National Heart and Lung Institute, Imperial College London, London, UK.
Wellcome Centre for Human Genetics, University of Oxford, Oxford, UK.
Methods Mol Biol. 2023;2649:55-67. doi: 10.1007/978-1-0716-3072-3_3.
The booming sequencing technologies have turned metagenomics into a widely used tool for microbe-related studies, especially in the areas of clinical medicine and ecology. Accordingly, the toolkit of metagenomics data analysis is growing stronger to provide multiple approaches for solving various biological questions and understanding the component and function of microbiome. As part of the toolkit, metagenomics databases play a central role in the creation and maintenance of processed data such as definition of taxonomic classifications, annotation of gene functions, sequence alignment, and phylogenetic tree inference. The availability of a large quantity of high-quality bacterial genomic sequences contributes significantly to the construction and update of metagenomics databases, which constitute the core resource for metagenomics data analysis at various scales. This chapter presents the key concepts, technical options, and challenges for metagenomics projects as well as the curation processes and versatile functions for the four representative bacterial metagenomics databases, including Greengenes, SILVA, Ribosomal Database Project (RDP), and Genome Taxonomy Database (GTDB).

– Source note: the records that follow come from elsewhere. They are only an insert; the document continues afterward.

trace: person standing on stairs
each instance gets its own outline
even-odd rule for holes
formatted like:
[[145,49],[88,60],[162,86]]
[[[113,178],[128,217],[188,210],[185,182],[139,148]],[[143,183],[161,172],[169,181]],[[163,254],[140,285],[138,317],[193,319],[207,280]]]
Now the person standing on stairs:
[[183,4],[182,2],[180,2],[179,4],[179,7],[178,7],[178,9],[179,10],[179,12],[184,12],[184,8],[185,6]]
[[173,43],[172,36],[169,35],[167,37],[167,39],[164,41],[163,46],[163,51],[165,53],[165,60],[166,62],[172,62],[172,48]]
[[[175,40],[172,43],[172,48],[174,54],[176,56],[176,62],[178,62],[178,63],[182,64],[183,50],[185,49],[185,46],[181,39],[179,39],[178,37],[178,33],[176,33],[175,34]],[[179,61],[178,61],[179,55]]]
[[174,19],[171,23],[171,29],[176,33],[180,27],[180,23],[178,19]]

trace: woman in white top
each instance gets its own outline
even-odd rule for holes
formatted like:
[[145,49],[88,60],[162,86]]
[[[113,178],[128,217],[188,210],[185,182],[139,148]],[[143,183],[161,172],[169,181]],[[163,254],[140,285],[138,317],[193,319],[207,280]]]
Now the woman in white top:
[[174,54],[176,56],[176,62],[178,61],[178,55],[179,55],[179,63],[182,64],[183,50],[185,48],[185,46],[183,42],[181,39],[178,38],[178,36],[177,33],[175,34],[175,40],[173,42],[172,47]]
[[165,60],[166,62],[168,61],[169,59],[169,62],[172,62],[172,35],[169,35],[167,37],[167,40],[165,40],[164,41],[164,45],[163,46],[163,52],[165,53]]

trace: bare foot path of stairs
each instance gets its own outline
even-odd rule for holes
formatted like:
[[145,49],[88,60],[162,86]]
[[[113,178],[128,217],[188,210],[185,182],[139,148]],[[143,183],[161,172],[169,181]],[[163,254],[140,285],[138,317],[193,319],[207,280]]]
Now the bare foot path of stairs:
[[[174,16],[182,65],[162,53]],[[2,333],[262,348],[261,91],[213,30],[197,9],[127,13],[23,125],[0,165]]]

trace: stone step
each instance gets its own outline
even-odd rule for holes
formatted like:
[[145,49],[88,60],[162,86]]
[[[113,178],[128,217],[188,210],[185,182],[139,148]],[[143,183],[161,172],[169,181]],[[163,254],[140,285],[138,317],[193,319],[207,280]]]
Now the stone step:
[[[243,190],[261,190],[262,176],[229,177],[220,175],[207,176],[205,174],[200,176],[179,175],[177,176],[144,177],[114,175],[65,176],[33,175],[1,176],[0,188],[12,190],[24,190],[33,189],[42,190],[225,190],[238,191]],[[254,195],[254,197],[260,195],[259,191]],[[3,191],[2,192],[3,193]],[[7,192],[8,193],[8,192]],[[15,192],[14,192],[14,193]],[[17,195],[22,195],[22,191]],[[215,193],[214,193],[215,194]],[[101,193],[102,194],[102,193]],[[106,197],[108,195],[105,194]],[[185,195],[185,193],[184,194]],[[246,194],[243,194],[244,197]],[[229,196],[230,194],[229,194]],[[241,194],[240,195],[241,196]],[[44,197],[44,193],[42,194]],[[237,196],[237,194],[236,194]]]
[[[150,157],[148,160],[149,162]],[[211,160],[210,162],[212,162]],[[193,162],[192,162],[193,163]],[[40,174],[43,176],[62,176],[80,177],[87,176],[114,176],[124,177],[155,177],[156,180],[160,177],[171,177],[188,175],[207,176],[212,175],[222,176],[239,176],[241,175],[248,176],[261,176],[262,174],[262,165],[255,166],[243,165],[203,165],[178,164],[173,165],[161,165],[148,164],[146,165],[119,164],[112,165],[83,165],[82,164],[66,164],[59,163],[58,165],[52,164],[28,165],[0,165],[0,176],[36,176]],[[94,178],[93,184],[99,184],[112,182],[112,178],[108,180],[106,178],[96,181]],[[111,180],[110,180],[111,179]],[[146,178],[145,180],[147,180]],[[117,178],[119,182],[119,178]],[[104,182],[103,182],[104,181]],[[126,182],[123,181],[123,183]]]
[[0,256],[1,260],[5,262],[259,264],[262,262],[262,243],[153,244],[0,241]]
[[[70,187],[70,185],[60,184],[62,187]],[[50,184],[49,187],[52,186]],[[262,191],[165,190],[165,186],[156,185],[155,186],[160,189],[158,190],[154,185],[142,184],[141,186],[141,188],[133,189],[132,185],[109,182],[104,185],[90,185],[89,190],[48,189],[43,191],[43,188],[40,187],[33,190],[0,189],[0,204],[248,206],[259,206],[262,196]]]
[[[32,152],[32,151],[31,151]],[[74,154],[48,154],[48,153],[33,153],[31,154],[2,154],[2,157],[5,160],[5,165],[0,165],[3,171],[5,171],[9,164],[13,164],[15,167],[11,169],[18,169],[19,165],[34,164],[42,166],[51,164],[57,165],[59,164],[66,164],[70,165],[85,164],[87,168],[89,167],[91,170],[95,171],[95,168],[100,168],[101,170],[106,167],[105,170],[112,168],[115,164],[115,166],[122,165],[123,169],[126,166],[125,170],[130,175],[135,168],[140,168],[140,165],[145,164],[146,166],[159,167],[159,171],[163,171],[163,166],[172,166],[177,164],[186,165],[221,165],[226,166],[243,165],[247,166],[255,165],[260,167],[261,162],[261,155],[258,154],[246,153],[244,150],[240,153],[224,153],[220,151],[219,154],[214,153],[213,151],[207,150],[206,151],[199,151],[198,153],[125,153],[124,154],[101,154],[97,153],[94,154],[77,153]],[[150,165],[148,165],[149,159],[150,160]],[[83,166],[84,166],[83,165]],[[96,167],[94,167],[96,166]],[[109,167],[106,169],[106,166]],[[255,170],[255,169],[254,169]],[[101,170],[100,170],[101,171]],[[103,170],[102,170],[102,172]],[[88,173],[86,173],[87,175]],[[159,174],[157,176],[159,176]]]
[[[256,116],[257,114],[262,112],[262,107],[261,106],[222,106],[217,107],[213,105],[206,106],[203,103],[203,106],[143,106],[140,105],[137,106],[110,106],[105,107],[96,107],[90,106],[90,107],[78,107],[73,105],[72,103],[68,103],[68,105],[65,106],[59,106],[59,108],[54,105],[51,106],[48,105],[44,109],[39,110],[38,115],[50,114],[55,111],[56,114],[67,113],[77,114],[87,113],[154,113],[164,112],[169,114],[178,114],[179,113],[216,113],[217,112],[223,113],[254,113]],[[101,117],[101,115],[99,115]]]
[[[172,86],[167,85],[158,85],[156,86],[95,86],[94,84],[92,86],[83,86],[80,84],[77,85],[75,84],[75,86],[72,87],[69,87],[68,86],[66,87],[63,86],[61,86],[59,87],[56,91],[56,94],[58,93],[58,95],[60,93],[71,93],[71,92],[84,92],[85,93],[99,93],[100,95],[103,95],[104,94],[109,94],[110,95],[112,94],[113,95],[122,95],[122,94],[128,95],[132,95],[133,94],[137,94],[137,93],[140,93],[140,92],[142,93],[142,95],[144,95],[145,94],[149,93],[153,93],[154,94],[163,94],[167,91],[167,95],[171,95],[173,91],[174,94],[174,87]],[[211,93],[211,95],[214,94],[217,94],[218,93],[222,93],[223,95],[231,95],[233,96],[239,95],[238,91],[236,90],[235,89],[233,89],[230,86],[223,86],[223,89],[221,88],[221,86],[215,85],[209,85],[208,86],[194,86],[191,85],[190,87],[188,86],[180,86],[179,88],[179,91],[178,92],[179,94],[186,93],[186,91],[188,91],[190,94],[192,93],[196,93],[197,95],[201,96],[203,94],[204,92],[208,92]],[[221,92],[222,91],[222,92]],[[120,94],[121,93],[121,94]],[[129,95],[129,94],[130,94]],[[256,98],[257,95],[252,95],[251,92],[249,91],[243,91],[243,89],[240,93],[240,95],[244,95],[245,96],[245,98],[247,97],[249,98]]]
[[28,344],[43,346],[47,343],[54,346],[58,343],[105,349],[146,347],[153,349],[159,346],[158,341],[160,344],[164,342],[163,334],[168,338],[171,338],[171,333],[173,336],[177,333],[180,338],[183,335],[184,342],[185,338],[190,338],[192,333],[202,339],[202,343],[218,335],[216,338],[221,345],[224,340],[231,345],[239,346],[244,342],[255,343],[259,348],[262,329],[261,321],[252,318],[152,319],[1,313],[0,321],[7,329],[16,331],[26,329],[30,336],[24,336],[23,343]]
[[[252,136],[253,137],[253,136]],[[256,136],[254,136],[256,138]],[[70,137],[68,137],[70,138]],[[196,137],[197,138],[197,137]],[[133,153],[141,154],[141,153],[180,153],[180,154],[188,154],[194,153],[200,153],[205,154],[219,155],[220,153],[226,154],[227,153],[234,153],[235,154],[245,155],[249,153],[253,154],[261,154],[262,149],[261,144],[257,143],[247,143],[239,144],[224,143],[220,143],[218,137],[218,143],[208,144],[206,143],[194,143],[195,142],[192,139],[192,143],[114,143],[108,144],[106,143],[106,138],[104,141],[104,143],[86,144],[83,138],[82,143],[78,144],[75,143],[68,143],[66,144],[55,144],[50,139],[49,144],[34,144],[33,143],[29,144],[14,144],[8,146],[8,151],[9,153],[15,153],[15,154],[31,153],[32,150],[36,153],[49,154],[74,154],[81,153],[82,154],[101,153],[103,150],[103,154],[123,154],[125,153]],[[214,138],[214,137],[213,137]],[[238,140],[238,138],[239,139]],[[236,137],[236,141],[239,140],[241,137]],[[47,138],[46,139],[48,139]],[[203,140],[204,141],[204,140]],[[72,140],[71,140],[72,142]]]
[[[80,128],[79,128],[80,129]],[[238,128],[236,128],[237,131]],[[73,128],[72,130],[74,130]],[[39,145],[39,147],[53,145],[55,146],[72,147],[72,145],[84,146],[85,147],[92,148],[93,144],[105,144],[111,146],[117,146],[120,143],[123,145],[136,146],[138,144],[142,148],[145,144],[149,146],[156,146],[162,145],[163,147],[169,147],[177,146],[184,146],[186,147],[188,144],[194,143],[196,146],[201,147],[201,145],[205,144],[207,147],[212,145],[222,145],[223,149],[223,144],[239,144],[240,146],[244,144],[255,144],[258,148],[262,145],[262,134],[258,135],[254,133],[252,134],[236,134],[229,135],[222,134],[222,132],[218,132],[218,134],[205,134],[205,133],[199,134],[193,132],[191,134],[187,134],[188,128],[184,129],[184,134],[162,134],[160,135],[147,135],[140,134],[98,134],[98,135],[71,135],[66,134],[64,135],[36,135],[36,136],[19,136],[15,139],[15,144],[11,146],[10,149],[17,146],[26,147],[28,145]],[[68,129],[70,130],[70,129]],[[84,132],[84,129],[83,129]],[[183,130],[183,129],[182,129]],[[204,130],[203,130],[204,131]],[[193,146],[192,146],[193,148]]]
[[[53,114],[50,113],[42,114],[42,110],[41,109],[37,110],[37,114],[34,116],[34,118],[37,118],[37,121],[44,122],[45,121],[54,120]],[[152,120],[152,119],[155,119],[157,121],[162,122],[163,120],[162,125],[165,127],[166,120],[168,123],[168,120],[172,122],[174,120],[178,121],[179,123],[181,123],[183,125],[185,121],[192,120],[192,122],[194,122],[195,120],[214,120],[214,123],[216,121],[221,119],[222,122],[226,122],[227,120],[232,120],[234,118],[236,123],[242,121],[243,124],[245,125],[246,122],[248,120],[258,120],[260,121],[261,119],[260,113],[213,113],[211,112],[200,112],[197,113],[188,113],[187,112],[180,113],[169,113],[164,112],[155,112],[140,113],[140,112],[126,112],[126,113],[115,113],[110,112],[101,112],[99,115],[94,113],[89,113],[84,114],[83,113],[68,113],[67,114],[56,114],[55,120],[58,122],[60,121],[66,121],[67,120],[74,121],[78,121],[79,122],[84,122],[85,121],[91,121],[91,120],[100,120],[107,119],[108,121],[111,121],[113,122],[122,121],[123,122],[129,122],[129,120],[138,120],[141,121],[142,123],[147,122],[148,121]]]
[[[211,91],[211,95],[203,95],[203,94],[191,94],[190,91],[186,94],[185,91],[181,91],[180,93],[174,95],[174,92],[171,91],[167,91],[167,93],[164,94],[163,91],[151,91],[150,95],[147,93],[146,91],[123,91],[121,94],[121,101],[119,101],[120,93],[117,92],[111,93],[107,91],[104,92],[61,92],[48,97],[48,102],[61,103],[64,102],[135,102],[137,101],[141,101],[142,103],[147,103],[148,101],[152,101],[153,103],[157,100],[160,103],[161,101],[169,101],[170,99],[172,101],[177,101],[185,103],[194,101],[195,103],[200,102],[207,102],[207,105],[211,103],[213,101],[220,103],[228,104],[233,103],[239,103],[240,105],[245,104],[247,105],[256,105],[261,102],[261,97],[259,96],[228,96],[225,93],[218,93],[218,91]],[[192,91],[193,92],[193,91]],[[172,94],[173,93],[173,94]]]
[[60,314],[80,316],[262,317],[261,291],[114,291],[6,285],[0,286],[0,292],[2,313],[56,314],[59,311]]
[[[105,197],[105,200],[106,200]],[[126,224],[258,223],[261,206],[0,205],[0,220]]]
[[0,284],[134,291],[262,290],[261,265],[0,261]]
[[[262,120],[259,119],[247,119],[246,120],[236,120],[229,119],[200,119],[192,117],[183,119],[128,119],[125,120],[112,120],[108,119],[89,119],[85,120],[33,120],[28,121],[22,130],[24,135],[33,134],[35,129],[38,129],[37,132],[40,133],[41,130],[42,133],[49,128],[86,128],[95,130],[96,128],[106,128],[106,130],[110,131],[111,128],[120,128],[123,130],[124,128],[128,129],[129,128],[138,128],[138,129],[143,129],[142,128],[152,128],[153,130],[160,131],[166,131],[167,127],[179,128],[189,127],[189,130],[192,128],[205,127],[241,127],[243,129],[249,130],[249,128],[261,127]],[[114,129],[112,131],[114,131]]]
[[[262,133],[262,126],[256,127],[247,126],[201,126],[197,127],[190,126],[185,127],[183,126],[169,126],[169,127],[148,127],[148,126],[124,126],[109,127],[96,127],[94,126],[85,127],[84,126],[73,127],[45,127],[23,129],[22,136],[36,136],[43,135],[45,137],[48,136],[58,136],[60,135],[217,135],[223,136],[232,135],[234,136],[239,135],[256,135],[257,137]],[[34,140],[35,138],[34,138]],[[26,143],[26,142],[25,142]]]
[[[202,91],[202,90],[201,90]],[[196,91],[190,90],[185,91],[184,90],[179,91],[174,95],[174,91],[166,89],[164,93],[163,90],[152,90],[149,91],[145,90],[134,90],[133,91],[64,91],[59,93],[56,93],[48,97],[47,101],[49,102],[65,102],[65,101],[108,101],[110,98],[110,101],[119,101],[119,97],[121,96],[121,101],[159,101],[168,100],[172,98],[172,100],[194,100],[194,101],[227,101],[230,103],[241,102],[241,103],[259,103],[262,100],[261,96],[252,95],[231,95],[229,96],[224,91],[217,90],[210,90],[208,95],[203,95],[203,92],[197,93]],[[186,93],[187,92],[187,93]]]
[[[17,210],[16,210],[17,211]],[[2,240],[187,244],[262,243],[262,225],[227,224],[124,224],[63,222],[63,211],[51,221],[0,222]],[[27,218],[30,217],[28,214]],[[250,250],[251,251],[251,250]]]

蓬勃发展的测序技术使宏基因组学成为微生物相关研究的常用工具,尤其在临床医学和生态学领域。因此,宏基因组数据分析工具包不断壮大,为解决各种生物学问题和理解微生物组的组成和功能提供了多种方法。作为工具包的一部分,宏基因组数据库在创建和维护经过处理的数据(例如分类学定义、基因功能注释、序列比对和系统发育树推断)方面发挥着核心作用。大量高质量细菌基因组序列的可用性极大地促进了宏基因组数据库的构建和更新,这些数据库是各种规模宏基因组数据分析的核心资源。本章介绍了宏基因组项目的关键概念、技术选择和挑战,以及四个有代表性的细菌宏基因组数据库(Greengenes、SILVA、核糖体数据库项目[RDP]和基因组分类数据库[GTDB])的编目过程和多功能性。